D’où vient-il donc qu’en 2020, on peut remonter à l’après 7 octobre 2018 si on veut, aucun mouvement sociopolitique de masse ne soit enclenché sur le terrain, mais que des gens parlent déjà de révolution? Il faut se souvenir qu’ailleurs des gens ont qualifié des mouvements de soulèvement de révolution alors que ceux-ci n’ont abouti à rien de fondamental et que, parfois, ces mouvements sont morts de leur belle mort. On a parlé de la deuxième révolution burkinabé, après la première conduite par Thomas Sankara, quand le peuple du Faso a évincé Blaise Compaoré en 2014. Quand vous regardez le Burkina Faso aujourd’hui et vous jetez un coup d’œil en arrière, pouvez-vous dire que ce fut véritablement une révolution, puisqu’on a encore et toujours les hommes du système Compaoré au pouvoir ?

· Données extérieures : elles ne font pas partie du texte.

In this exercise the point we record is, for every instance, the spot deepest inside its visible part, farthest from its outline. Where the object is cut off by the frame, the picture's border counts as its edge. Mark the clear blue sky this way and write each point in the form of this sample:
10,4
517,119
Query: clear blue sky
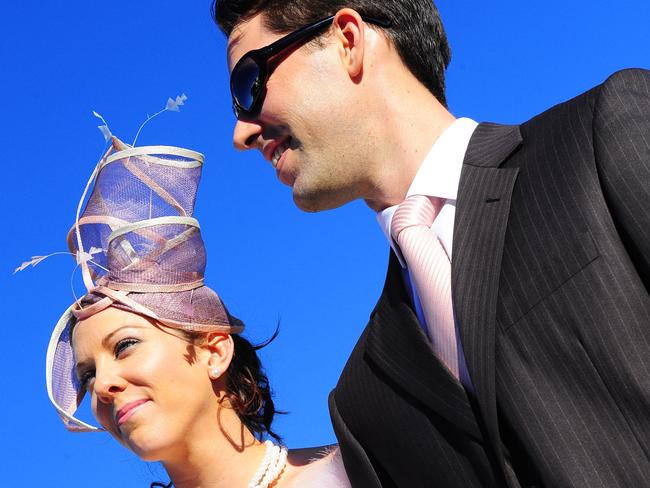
319,274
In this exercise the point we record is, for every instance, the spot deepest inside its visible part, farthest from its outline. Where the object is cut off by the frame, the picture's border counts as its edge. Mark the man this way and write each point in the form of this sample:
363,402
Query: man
524,362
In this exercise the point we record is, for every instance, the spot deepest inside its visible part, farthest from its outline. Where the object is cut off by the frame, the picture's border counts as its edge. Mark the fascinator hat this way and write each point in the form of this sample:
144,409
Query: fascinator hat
139,249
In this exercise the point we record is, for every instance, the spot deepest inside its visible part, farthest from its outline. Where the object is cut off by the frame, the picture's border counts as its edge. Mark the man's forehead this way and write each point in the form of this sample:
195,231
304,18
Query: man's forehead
248,34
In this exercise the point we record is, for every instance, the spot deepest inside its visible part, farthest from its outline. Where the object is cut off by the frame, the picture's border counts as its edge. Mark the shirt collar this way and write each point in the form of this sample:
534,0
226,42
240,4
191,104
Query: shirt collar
439,173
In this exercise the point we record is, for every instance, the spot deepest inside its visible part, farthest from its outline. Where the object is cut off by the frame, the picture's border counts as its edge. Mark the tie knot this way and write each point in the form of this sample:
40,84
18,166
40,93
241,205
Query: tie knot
415,210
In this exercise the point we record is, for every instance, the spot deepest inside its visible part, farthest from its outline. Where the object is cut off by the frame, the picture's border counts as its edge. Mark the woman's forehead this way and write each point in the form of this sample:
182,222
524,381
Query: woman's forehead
98,326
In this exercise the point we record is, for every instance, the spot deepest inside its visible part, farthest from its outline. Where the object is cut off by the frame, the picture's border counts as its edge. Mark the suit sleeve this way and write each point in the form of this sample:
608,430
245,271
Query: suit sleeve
622,153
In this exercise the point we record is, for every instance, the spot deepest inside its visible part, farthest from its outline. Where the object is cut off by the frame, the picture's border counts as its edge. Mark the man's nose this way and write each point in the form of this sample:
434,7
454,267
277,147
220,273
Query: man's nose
245,134
108,383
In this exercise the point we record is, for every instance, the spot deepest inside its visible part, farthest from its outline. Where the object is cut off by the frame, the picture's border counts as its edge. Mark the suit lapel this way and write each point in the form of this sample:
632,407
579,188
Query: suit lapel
482,211
397,345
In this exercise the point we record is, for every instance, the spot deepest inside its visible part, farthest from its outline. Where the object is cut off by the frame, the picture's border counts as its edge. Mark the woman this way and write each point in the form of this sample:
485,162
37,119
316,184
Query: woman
168,375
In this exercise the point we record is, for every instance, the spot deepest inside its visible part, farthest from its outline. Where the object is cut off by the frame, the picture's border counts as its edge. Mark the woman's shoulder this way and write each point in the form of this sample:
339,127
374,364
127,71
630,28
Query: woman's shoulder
316,467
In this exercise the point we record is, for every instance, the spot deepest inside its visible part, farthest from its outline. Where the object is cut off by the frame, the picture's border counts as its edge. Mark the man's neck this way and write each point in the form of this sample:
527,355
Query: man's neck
413,124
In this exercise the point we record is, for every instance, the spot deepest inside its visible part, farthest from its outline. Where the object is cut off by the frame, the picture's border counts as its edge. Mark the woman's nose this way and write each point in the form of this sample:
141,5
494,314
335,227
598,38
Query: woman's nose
108,383
246,134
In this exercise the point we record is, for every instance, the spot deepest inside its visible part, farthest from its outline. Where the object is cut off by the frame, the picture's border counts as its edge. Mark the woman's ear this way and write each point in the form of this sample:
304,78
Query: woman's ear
350,31
220,348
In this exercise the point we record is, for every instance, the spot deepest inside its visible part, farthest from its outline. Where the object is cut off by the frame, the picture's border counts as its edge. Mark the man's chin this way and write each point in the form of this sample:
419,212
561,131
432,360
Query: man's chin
317,201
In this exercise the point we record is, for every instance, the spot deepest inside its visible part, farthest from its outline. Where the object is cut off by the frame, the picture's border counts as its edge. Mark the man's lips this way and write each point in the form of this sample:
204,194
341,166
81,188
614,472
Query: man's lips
270,150
124,413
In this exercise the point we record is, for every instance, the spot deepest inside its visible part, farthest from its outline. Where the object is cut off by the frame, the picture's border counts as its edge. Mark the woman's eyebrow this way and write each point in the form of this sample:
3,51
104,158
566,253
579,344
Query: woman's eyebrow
107,339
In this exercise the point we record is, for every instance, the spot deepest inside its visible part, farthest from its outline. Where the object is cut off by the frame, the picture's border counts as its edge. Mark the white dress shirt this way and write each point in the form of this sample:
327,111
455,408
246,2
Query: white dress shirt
438,176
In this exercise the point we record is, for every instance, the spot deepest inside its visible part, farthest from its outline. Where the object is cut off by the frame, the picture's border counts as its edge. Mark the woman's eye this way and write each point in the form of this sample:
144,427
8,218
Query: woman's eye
123,345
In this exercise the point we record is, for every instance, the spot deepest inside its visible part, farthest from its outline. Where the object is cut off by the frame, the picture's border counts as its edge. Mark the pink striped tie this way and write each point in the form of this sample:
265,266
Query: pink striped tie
430,269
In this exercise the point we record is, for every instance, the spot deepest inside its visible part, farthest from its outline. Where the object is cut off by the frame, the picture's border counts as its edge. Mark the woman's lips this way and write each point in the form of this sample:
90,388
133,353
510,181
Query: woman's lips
127,411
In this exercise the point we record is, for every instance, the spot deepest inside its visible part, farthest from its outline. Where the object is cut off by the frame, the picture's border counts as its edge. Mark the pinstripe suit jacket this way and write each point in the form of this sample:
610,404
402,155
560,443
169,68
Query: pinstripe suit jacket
550,284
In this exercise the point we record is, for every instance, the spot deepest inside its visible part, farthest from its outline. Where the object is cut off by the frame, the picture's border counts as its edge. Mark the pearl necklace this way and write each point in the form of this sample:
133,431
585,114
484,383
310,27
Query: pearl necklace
273,462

En un mot, je voudrais dire que nous devons faire attention à l’usage abusif des concepts. Le monde est devenu tel que des esprits peu avertis répètent tellement des contre-vérités que celles-ci finissent par induire certains esprits éclairés en erreur et passent malheureusement pour être des vérités. Il faut donc être vigilant et éviter de se laisser entraîner par des courants inappropriés! Une révolution ne se décrète pas, encore moins avant tout soulèvement populaire décisif, mais elle se constate au bout d’un processus sur la base des bouleversements structurels profonds. Cela dit, ce sont les résultats obtenus qui donnent à un mouvement la stature de Révolution.

Amicalement!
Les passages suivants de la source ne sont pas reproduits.